= Hereditary ring =

Ring whose ideals are projective

In mathematics, especially in the area of abstract algebra known as module theory, a ring R is called hereditary if all submodules of projective modules over R are again projective. If this is required only for finitely generated submodules, it is called semihereditary.

For a noncommutative ring R, the terms left hereditary and left semihereditary and their right hand versions are used to distinguish the property on a single side of the ring. To be left (semi-)hereditary, all (finitely generated) submodules of projective left R-modules must be projective, and similarly to be right (semi-)hereditary all (finitely generated) submodules of projective right R-modules must be projective. It is possible for a ring to be left (semi-)hereditary but not right (semi-)hereditary and vice versa.

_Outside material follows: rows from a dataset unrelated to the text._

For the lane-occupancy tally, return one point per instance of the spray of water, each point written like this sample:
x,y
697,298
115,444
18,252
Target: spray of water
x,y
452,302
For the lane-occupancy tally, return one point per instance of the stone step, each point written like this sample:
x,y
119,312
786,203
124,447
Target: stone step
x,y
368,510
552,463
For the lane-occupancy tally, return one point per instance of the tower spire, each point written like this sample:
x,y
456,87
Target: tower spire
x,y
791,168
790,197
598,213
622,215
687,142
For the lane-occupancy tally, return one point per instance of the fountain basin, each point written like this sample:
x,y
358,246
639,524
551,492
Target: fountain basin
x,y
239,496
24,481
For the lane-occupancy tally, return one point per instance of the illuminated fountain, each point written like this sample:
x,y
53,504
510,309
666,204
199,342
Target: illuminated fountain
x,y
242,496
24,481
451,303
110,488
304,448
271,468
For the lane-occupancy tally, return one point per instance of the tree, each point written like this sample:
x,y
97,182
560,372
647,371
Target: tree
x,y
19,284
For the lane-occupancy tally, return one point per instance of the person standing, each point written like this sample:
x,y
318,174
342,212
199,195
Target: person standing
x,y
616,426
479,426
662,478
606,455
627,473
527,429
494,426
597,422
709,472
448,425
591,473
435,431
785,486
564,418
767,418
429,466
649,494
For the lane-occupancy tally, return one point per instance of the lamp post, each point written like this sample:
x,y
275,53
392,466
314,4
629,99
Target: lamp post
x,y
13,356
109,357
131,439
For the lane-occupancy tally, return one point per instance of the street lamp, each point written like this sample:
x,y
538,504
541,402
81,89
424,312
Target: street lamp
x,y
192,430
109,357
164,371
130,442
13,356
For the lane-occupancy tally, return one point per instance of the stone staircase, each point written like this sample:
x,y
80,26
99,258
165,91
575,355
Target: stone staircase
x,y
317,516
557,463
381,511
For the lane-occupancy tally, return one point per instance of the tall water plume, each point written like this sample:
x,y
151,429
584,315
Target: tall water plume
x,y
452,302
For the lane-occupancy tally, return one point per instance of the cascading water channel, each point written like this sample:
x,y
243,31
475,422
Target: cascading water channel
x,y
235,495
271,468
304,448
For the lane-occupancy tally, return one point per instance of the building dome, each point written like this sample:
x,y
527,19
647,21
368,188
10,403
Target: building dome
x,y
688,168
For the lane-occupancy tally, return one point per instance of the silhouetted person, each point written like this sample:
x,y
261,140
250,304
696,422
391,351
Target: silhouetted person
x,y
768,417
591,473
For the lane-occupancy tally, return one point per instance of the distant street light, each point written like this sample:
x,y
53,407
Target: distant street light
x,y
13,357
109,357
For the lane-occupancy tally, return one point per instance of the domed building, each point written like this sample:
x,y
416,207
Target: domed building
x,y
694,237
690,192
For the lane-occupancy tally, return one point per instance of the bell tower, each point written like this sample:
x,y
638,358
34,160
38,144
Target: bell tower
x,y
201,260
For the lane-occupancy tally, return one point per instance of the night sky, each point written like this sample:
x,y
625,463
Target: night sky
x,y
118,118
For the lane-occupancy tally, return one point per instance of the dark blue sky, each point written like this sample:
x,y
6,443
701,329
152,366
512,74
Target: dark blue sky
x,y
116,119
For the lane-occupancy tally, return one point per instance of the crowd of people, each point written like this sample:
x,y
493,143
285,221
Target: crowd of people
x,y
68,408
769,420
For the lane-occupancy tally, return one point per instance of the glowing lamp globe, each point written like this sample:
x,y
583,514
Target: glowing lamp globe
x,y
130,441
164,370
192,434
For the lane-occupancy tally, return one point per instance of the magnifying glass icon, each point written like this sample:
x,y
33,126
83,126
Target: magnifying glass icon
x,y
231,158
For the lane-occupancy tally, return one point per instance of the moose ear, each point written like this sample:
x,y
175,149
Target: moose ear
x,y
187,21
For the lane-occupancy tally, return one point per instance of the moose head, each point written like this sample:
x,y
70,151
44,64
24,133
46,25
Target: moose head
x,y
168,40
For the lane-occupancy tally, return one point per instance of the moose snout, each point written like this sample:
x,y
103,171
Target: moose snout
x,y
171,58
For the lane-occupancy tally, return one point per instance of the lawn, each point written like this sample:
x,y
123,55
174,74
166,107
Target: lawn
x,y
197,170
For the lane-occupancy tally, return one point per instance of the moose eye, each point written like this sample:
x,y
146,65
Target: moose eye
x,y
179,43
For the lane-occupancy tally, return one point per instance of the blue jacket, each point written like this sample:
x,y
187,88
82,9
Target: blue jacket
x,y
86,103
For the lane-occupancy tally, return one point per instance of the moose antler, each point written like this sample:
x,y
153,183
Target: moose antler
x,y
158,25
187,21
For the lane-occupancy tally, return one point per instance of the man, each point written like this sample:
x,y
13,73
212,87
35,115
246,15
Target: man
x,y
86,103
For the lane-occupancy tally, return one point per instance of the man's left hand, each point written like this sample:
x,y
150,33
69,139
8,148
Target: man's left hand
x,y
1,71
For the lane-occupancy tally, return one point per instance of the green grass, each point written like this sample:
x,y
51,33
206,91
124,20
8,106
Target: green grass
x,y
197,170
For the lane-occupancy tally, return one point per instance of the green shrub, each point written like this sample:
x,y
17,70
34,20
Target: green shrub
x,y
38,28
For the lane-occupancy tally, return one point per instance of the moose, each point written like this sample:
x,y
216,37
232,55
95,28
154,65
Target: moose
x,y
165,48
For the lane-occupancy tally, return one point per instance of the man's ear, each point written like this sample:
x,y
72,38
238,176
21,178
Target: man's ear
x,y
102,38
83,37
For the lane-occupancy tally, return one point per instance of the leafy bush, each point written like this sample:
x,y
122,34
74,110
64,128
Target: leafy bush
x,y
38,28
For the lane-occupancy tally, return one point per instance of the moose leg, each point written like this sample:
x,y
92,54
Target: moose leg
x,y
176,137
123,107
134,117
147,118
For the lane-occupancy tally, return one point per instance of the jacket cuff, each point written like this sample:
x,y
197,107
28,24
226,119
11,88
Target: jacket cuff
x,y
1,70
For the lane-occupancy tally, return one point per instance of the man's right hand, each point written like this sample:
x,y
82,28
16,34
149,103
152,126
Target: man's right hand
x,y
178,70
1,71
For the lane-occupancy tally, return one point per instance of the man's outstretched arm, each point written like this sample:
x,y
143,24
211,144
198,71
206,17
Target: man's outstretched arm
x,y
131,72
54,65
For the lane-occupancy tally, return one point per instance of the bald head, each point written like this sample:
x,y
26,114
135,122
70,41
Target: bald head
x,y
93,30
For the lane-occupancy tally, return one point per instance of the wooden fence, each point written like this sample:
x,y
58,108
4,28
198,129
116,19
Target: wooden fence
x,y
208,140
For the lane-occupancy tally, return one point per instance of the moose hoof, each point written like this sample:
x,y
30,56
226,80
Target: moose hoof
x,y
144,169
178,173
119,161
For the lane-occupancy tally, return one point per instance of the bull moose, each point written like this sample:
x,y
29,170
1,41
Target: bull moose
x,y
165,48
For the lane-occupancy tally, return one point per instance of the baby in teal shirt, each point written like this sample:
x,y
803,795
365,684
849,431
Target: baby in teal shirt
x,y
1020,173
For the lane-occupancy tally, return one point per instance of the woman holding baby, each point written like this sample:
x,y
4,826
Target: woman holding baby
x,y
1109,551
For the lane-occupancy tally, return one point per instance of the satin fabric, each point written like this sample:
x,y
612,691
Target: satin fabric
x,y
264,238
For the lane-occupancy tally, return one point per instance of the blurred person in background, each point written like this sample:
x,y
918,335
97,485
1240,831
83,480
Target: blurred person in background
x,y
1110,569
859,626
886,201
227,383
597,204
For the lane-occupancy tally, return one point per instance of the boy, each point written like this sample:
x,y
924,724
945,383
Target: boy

==Equivalent definitions==
- The ring R is left (semi-)hereditary if and only if all (finitely generated) left ideals of R are projective modules.
- The ring R is left hereditary if and only if all left modules have projective resolutions of length at most 1. This is equivalent to saying that the left global dimension is at most 1. Hence the usual derived functors such as $\mathrm{Ext}_R^i$ and $\mathrm{Tor}_i^R$ are trivial for $i>1$.

==Examples==
- Semisimple rings are left and right hereditary via the equivalent definitions: all left and right ideals are summands of R, and hence are projective. By a similar token, in a von Neumann regular ring every finitely generated left and right ideal is a direct summand of R, and so von Neumann regular rings are left and right semihereditary.
- For any nonzero element x in a domain R, $R\cong xR$ via the map $r\mapsto xr$. Hence in any domain, a principal right ideal is free, hence projective. This reflects the fact that domains are right Rickart rings. It follows that if R is a right Bézout domain, so that finitely generated right ideals are principal, then R has all finitely generated right ideals projective, and hence R is right semihereditary. Finally if R is assumed to be a principal right ideal domain, then all right ideals are projective, and R is right hereditary.
- A commutative hereditary integral domain is called a Dedekind domain. A commutative semi-hereditary integral domain is called a Prüfer domain.
- An important example of a (left) hereditary ring is the path algebra of a quiver. This is a consequence of the existence of the standard resolution (which is of length 1) for modules over a path algebra.
- The triangular matrix ring $$\begin{bmatrix}\mathbb Z& \mathbb Q \\0& \mathbb Q \end{bmatrix}$$ is right hereditary and left semi-hereditary but not left hereditary.
- If S is a von Neumann regular ring with an ideal I that is not a direct summand, then the triangular matrix ring $$\begin{bmatrix}S/I&S/I \\0&S \end{bmatrix}$$ is left semi-hereditary but not right semi-hereditary.

==Properties==
- For a left hereditary ring R, every submodule of a free left R-module is isomorphic to the direct sum of left ideals of R and hence is projective.